Renna, who fall prey to wolverines, wolves and lynx, are equipped with sensors for their protection.
It makes it easier for the shepherds to keep track of animals around the remote forests of lapland where you are.
Sensors around the neck of the female reindeer are connected to the shepherds smartphone, allowing them to save hurt animals more quickly and identify the cause of death for those who were killed.
The next year, the team behind the system also provides for monitoring of the predators.
Up to 10% of reindeer is lost every year in road accidents or by falling prey to bears, wolves and wolverines.
The predator par excellence, for the reindeer are the lynx, and there is a plan to try to keep track of them in 2018 to identify when they are in close proximity to farms.
The reindeer sensors have been connected to a selection of animals at the bi-annual reindeer round-up in the month of September.
The shepherds discovered that it was better to put the tracker on the alpha females, to enable them to better locate the whole herd.
The tracker uses GPS satellite signals to determine the location of the reindeer, which is communicated to the farmers’ smartphones via a low power, specially designed network that eliminates the need for each device has a mobile subscription.
Matti Sarkela, head of the Finnish Reindeer Herders’ Association, said: “We have great expectations of the internet of things”, adding that the main challenge is that today’s sensors are still quite big.”
“We need a sensor that lasts a year, low cost, and with better tracking technology, it can be difficult to get good GPS signals in the high Arctic. We are now working to find the best mix of technologies and achieve the best sensor.”
The current sensors were provided by the ‘ internet of things company Actility, while the Finnish company’s Digital communications has begun deploying a range of network nicknamed LoRaWAN last year to provide coverage for some of Lapland’s most remote forests.
The mapping and display of the software, comes from the Finnish start-up Mapitare, who started life creating offline-enabled maps for the emergency services.
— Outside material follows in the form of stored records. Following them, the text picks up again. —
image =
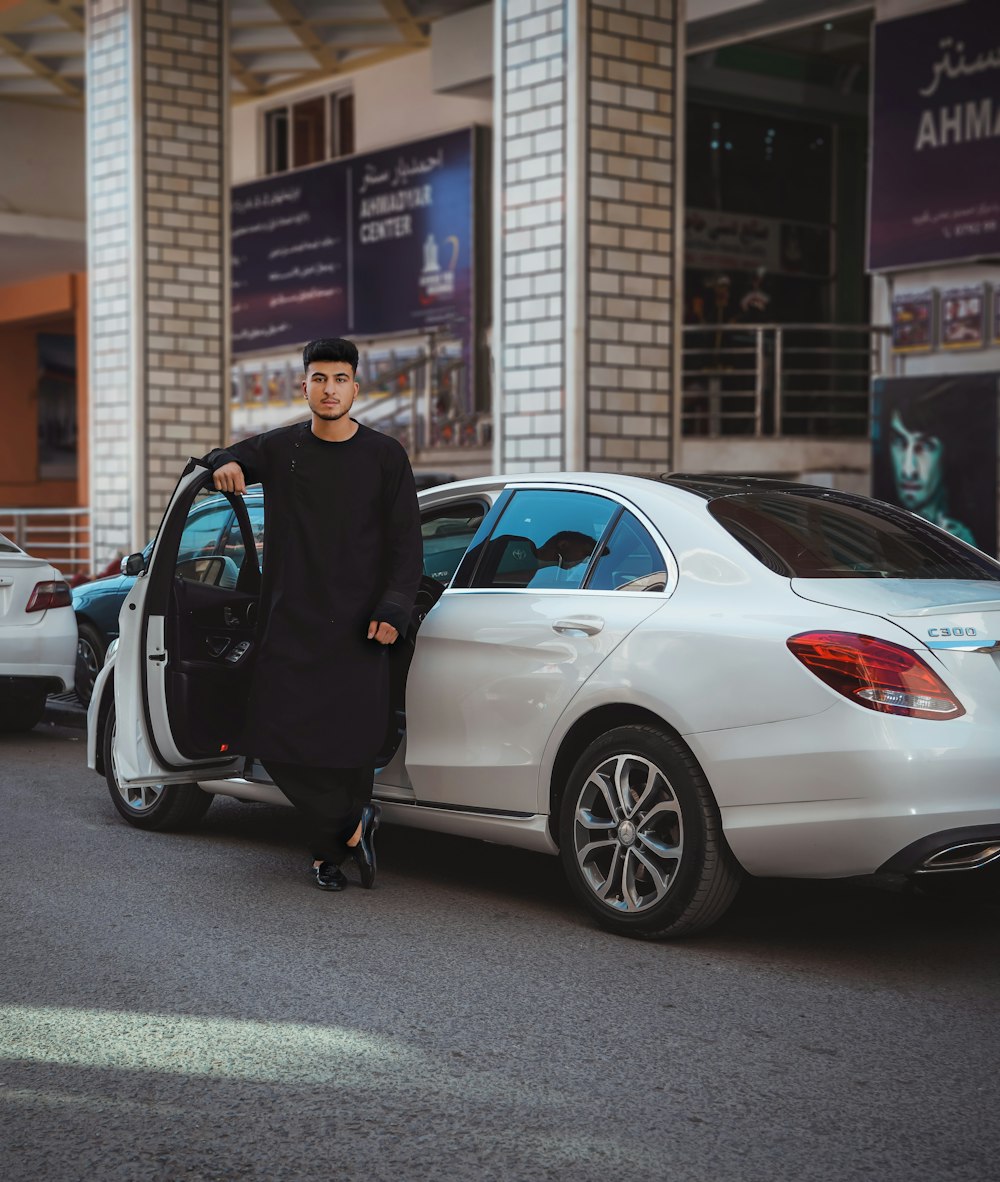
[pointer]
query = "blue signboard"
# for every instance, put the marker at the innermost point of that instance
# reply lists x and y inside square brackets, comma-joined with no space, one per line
[375,245]
[935,164]
[290,251]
Reindeer herding is big business in Lapland, with a maximum of 300,000 animals handled each year, generating $25m (Â£19m) from the meat, fur and antlers products.
The reindeer spend the majority of their time in the wild, roaming where you can choose which puts them at risk.
Last month, 100 reindeer were killed by a train in a single incident in Norway.
Mr. Sarkela said: “This tracking solution brings real benefits for the reindeer and for our pastors.
“There are obvious ones, such as the rescue of injured animals, or to confirm the death of an animal, to ask for compensation, but by tracking all the time, we are able to obtain information about their behaviors and the best care for them.”
And, he added, the technology could help make the “life” of the herder easier”, which in turn makes it more attractive to the younger generation.”
It is not the first time that the association has to be shot with the technology.
More than 10 years ago they began to use the GPS, and three years ago has launched an application for smartphones called Porokello (reindeer bell) that allowed drivers to report that the reindeer in close proximity to the streets and send alerts to others.